It was an Aha! moment.
I was editor-in-chief of a small, monthly newspaper, Northwest Ethnic News, published by a nonprofit with a conservative-sounding name, The Ethnic Heritage Council. Several generations of editors before me (I was the only to last more than two years) settled the paper in a left-leaning, open-minded political terrain -- inter/cross/multi/many ethnic/peace/love/freedom. We covered arts and issues related to Seattle ethnic communities.
Our president was an ethnomusicologist with good friends in Seattle's jazz world. Our board included Northwest Native-, African-American-, Swedish-American-, Samoan-American (and on) activists. I turned press releases into small announcements, comissioned articles and interviews and conducted some myself on politics and on arts, music among them. Music was all around, Indian and Pakistani, Northwest Native, African (one word to describe a continent isn't fair, I know), Scandinavian, Irish. Tablas, drums, fiddles, ouds, horns, pipes, harps . . .
A quick tribute to my parents: Although my childhood was fraught, yes fraught, with glorious classicism--Bach, Beethoven, Brahms, El Greco, Rembrandt, Dante (and so on)--my parents never said a word against rock or soul. I was allowed diversity, although the feel of my first 18 years is of having those names (Bach, Beethoven . . . ) hammered into my flesh every day. Yeah, my father talked about having seen Art Tatum in the Village, and my mom had a Rogers and Hart songbook on the piano, but I will stick with FRAUGHT. As soon as she left home, one of my sisters turned forever more to country; one to rock and world; one to opera (which my father didn't like) and when she disallowed that, well, I'm not sure where she landed.
In my forties I met a few people--a second cousin of my father; my cousin; a friend of my mother's--who knew my family when I was a kid--and there aren't many--and they were nervous to talk about art with any member of my immediate family. It was about my father using his thwarted energies and intelligence to wow.
So here I was, working at a nonprofit, in my metaphorical cloth coat, i.e. I was a humble and shy extrovert, receiving yet another of my life's gifts of music -- I can define my life by its musical periods (and, up to another point -- by its spiritual eras).
I would like to be able to tell you I was at a concert for gamelon or festival of drumming that I suddenly saw the light. It was, in fact, at work. In the office. Doing the routine. Swearing at PageMaker, spilling coffee on my desk, or writing. And I saw it:
There is no food chain in music. One type is not superior to another. I wasn't simply comparing Indian ragas to European string quartets, making the conversion from one form of classical to another. I suddenly understood that the hierarchy I'd grown up with was invalid.
What a release.
I had/have friends who don't understand my exhilaration. They weren't raised with all sorts of enforced attitudes. Other friends think I'm crazy or simplistic or a turncoat. They can't let go of Euro-classicism, not out of love -- we may defend what we adore--but out of an inability to loosen up and accept. (The same sort who turn their noses up at graphic novels without ever having given them a chance.)

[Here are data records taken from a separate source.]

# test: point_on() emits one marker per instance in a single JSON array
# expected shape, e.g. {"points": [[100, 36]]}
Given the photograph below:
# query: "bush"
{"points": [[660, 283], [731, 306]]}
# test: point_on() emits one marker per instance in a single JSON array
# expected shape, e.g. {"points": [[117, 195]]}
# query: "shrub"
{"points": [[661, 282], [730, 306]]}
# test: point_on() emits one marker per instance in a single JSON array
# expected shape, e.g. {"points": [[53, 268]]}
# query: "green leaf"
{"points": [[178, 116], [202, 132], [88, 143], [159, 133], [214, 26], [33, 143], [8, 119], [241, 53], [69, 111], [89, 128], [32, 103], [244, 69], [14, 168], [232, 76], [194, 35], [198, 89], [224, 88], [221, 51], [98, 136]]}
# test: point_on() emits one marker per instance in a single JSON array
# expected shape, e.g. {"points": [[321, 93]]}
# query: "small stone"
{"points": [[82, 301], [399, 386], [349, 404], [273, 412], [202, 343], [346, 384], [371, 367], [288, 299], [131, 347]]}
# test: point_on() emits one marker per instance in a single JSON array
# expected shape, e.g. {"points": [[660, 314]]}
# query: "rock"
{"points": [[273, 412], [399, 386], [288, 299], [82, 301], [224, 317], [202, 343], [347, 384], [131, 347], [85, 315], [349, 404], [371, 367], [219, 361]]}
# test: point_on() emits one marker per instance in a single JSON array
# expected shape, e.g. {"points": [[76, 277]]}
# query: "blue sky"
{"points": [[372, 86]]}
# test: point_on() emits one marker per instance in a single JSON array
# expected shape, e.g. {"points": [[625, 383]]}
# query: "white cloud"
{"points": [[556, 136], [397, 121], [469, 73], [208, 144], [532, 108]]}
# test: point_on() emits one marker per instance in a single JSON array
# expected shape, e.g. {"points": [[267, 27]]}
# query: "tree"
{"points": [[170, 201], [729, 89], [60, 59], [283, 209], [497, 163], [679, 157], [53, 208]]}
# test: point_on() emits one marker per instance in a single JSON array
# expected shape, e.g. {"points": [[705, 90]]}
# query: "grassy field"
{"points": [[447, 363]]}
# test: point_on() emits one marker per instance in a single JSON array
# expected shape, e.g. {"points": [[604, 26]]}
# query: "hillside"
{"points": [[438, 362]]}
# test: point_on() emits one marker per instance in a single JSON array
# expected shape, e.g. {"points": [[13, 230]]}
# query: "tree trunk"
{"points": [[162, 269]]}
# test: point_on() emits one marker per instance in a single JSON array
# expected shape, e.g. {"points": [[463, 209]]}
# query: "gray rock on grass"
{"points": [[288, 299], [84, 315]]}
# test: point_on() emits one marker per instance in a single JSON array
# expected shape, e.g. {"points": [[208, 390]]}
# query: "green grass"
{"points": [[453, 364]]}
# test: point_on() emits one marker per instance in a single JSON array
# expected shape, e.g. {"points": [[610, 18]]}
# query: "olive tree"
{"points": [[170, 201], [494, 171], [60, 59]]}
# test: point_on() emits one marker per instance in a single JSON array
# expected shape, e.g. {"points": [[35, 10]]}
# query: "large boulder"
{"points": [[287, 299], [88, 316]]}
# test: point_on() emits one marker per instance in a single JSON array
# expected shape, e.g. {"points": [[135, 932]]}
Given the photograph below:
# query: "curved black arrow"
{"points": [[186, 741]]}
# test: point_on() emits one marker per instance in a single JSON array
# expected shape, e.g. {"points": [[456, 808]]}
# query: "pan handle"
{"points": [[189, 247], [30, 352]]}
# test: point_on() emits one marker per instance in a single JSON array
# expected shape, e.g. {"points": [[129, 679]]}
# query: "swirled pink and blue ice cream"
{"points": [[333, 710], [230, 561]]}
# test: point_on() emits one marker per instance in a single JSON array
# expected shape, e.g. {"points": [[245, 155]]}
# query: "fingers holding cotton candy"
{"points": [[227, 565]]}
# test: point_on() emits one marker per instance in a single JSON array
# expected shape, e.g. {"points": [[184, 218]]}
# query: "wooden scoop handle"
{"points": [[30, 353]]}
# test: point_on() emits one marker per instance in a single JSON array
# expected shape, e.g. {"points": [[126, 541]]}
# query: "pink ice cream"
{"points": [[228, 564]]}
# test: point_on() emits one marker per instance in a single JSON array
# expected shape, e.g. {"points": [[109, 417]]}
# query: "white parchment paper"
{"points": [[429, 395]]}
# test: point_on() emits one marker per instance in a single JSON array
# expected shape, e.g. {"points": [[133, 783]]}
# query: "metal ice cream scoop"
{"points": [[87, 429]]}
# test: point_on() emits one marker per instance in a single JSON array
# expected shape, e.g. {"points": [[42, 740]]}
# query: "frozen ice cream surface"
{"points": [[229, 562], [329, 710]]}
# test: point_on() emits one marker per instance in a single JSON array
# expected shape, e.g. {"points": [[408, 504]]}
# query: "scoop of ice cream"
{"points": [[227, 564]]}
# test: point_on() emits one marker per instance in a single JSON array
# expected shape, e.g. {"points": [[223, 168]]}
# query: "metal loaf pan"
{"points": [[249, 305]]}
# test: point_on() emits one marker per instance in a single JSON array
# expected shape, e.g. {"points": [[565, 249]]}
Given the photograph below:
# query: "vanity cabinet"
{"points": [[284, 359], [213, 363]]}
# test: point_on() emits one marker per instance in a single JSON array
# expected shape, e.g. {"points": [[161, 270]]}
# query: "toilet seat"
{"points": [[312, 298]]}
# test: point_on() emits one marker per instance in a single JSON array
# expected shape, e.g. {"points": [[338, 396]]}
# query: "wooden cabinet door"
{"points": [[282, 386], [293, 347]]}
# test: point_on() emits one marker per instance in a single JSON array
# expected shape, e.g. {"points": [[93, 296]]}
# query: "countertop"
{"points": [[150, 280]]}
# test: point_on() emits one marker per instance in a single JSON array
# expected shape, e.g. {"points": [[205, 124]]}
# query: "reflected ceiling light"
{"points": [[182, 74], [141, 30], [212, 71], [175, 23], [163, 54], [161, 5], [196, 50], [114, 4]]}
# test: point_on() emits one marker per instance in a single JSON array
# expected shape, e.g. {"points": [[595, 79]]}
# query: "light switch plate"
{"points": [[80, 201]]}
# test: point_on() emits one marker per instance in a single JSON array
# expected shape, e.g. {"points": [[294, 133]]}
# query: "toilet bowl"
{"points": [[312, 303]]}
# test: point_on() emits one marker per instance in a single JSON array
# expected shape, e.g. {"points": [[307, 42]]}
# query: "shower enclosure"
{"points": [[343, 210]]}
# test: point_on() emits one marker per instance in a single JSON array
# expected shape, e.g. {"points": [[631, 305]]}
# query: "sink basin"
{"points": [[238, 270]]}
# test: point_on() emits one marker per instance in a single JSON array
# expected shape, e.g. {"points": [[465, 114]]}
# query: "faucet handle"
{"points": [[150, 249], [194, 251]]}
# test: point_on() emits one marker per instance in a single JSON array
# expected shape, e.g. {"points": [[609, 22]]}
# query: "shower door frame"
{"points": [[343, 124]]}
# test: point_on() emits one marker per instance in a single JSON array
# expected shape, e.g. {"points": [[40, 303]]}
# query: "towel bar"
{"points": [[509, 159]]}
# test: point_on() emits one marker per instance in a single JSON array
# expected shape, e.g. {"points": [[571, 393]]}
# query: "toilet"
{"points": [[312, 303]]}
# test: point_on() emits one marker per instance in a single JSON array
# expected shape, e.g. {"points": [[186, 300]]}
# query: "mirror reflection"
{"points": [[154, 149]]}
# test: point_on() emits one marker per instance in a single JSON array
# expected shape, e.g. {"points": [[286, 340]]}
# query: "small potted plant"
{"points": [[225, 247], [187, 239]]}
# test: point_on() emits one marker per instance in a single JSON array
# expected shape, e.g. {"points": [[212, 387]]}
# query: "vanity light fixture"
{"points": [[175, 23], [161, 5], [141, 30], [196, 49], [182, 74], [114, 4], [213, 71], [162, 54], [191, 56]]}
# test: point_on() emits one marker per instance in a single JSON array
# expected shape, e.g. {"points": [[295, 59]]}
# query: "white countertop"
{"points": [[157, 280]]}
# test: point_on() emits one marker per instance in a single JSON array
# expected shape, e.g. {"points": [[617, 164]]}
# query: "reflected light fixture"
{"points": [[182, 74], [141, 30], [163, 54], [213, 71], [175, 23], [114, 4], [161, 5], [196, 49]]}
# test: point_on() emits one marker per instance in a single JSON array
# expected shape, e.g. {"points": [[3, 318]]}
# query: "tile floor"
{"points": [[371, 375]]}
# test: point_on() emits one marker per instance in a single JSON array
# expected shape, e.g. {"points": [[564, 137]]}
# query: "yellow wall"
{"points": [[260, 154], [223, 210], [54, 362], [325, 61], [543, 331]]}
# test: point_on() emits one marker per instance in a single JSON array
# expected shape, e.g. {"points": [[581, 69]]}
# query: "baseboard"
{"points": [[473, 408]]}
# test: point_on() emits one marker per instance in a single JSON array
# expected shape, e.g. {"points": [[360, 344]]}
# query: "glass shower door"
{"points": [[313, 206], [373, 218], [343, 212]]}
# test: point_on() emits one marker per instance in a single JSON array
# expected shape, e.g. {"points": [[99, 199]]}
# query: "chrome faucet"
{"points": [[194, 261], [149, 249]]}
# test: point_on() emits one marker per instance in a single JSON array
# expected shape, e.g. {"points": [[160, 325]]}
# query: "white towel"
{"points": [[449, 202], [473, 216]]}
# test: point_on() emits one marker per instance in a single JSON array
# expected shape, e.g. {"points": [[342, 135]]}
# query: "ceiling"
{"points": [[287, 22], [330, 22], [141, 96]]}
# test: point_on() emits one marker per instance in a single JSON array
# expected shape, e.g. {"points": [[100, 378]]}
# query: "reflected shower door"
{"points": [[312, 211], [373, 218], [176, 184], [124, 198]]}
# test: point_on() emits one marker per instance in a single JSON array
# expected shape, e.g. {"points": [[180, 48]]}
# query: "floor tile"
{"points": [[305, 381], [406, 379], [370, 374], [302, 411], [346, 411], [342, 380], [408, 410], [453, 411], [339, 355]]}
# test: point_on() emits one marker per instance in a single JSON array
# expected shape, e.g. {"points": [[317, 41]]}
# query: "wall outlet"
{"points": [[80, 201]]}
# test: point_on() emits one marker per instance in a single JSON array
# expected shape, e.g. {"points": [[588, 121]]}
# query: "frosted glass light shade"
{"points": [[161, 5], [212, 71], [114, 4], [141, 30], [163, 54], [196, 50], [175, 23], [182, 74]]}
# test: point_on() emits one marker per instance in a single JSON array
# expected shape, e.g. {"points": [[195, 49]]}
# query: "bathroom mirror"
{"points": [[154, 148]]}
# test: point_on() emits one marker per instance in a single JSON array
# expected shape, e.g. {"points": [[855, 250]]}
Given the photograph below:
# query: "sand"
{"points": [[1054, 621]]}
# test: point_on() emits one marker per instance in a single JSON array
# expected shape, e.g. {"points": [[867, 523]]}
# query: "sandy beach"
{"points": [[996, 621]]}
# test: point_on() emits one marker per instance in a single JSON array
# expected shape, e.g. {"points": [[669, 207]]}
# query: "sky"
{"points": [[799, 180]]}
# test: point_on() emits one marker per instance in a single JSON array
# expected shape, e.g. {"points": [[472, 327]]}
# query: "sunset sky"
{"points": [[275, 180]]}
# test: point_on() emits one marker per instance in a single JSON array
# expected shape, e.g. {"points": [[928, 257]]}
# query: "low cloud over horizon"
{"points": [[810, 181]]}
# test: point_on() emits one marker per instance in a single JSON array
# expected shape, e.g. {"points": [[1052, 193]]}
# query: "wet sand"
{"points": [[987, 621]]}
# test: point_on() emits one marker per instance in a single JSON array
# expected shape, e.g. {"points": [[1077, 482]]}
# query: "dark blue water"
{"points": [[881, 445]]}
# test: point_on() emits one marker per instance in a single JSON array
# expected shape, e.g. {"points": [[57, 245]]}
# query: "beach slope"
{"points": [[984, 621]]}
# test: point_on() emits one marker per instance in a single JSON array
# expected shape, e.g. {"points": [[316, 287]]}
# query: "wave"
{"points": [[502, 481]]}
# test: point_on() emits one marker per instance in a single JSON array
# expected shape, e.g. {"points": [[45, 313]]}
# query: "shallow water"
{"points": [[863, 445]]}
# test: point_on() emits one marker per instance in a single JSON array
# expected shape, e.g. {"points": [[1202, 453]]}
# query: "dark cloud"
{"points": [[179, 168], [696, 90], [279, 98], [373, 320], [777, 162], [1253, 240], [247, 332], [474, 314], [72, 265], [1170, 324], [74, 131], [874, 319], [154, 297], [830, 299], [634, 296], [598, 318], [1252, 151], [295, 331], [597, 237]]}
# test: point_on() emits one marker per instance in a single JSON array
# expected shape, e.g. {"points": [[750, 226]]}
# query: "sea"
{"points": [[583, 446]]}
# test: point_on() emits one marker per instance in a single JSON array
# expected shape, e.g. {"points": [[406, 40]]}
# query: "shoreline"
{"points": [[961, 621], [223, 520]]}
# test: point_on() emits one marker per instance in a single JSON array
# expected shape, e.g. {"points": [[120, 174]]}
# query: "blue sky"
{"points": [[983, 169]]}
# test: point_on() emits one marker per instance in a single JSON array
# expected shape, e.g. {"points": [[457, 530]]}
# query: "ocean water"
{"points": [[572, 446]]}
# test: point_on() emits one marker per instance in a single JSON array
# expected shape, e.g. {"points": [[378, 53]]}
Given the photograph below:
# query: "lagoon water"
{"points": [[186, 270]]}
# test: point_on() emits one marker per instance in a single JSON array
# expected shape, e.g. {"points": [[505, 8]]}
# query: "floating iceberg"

I want classical orchestras to exist and to thrive. In every city. I want music conservatories encouraging study of Schubert and Wolf lieder to carry on. I just don't want to exalt them above all other forms of music or musicianship. I've talked to jazz musicians who say their classical training was invaluable in learning jazz timing, and of course there are jazz musicians who learned on the job.
I'm rambling. The main thing is not that it's all good. It's not all good. There are still masters of each art form and excellence continues to be a tribute to muses and goddesses and gods of Orpheus.
But it is all different than I was led to believe for so many years, even when my ears informed me of lacks in my childhood appraisals. My parents gave me a great gift of Euro-classical; a friend in San Francisco offered me was essentially a master class in listening to, in his case, Bach cantatas (he ran a coffee house, The Coffee Cantata--the original--not the one on Union--for years). My sister schooled me in jazz and ragas. My brother-in-law in funk. My instincts were for soul. My job as editor opened me to world. My time with contra dancers was all about fiddletunes. Being alive in America infuses me with rock and with roll. Alternative radio stations, which flourished in the 70s, allowed all sorts of music to whisper in my ears, more of it alternative forms of rock, as opposed to imaginative and fanciful New Sounds in N.Y. public radio (WNYC 93.9FM), which is alternative in terms of all the above plus dolphins and whales. (Tune in, listen, it's well worth your time.)
So at my desk I had a white light experience. I climbed out of box. The horse had a different color. Merriment in Oz.
A privilege. Opening up to change? An honor. And man, it's like a total trip.
(The paining is by George Littlechild, an artist we featured in the paper.)